With parliamentary elections due in October ahead of the more important presidential vote next year, tensions have risen sharply as Afghanistan’s political strongmen position themselves and the cracks in Ghani’s unwieldy unity government widen.
On Saturday, a meeting of the main parties demanded that voter registrations be annulled because of concerns over electoral fraud, a demand Ghani angrily rejected, pledging the elections would go ahead as planned.
Although Dostum joined Ghani as one of two vice presidents in the national unity government formed after the disputed 2014 presidential election, he has always been an uncomfortable partner.

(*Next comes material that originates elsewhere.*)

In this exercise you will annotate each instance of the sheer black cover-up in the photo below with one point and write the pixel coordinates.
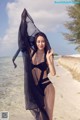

While in exile, he has formed a loose coalition with Atta Mohammad Noor, one of the leaders of the mainly Tajik Jamiat-i Islami party and Mohammad Mohaqiq, a leader of the Hazara ethnic minority.
All three are veterans of decades of conflict in Afghanistan and bitter former rivals but for the moment they have set aside their rivalry to band together against what they see as Ghani’s favoritism for his own Pashtun group.